The graphs below don’t have proper titles, axis labels,
legends, etc. Please take care to do this on your own graphs.
Throughout this demo we will use the palmerpenguins
dataset. To access the data, you will need to install the
palmerpenguins package:
install.packages("palmerpenguins")
We load the penguins data in the same way as the
previous demos:
library(tidyverse)
library(palmerpenguins)
data(penguins)
head(penguins)
## # A tibble: 6 × 8
## species island bill_length_mm bill_depth_mm flipper_l…¹ body_…² sex year
## <fct> <fct> <dbl> <dbl> <int> <int> <fct> <int>
## 1 Adelie Torgersen 39.1 18.7 181 3750 male 2007
## 2 Adelie Torgersen 39.5 17.4 186 3800 fema… 2007
## 3 Adelie Torgersen 40.3 18 195 3250 fema… 2007
## 4 Adelie Torgersen NA NA NA NA <NA> 2007
## 5 Adelie Torgersen 36.7 19.3 193 3450 fema… 2007
## 6 Adelie Torgersen 39.3 20.6 190 3650 male 2007
## # … with abbreviated variable names ¹flipper_length_mm, ²body_mass_g
As discussed in the Lecture 10 demo, we can use local regression /
loess smoothing in geom_smooth():
penguins %>%
ggplot(aes(x = flipper_length_mm, y = body_mass_g)) +
geom_point(alpha = 0.5) +
geom_smooth(method = "loess")
Note that this is actually the default behavior of
geom_smooth() if you do NOT specify the method:
penguins %>%
ggplot(aes(x = flipper_length_mm, y = body_mass_g)) +
geom_point(alpha = 0.5) +
geom_smooth()
Note that if you don’t put anything in geom_smooth, it
will select “auto”, meaning that choice for the smoothing method will be
based on the size of the dataset (i.e., nrow(dataset)).

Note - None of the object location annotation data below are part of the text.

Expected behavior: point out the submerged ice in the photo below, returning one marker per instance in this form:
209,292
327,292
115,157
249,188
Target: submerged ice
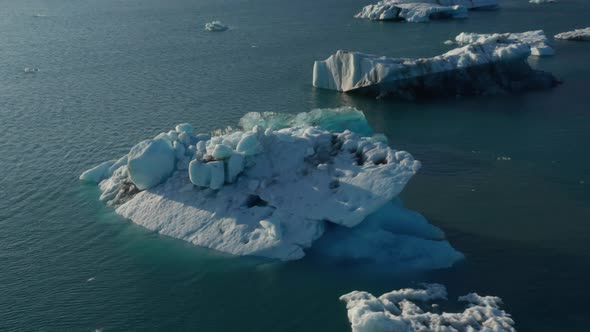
406,310
578,34
276,186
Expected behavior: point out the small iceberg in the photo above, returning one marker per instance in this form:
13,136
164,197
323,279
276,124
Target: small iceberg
577,35
536,40
215,26
489,66
422,10
275,187
407,310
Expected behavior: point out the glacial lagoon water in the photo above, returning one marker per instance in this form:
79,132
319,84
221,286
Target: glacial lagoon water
506,177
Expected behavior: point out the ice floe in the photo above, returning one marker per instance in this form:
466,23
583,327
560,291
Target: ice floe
406,310
488,67
271,188
422,10
215,26
536,40
578,34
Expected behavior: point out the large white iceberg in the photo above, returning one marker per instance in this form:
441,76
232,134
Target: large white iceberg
578,34
536,40
271,188
215,26
422,10
488,67
406,310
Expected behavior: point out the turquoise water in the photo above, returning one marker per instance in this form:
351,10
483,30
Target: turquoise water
114,72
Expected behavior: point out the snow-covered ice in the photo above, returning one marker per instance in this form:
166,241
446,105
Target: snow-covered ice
536,40
215,26
406,310
486,67
271,187
422,10
578,34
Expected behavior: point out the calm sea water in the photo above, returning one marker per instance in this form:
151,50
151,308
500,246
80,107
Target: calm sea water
507,178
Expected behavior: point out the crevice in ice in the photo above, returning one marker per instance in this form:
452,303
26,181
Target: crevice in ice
255,200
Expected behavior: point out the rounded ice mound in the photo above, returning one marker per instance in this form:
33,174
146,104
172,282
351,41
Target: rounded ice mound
215,26
578,35
403,310
271,188
151,162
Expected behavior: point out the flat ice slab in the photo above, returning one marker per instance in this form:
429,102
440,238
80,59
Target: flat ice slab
411,310
215,26
488,67
422,10
578,35
536,40
271,188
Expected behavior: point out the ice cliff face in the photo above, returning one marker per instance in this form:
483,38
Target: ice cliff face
578,34
271,188
404,310
536,40
494,65
422,10
215,26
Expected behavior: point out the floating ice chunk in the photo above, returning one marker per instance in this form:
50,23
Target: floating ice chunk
391,236
474,69
199,173
275,197
215,26
98,173
400,310
536,40
578,34
422,10
151,162
248,145
217,174
235,166
184,128
222,151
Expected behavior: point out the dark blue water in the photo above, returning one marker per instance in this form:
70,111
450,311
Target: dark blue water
113,72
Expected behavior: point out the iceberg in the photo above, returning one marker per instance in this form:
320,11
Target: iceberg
489,67
578,35
422,10
275,186
215,26
536,40
406,310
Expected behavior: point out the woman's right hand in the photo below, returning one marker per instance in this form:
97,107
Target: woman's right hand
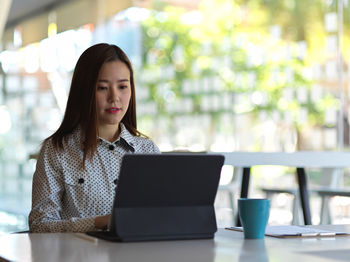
102,222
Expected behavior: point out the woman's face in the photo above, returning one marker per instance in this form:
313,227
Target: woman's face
113,92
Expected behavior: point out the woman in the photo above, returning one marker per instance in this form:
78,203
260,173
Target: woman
78,166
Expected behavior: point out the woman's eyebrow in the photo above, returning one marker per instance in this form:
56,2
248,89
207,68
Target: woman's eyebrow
120,80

LOESS is selected (i.e., method = "loess") for less than
1,000 observations. Otherwise, mgcv::gam() is used with
formula = y ~ s(x, bs = "cs") and
method = "REML".
So, if your dataset is smaller than 1,000 observations but want to
use the same gam() model that geom_smooth()
will use by default for larger datasets, then use
geom_smooth(method = "gam", formula = y ~ s(x, bs = "cs")):
penguins %>%
ggplot(aes(x = flipper_length_mm, y = body_mass_g)) +
geom_point(alpha = 0.5) +
geom_smooth(method = "gam", formula = y ~ s(x, bs = "cs"))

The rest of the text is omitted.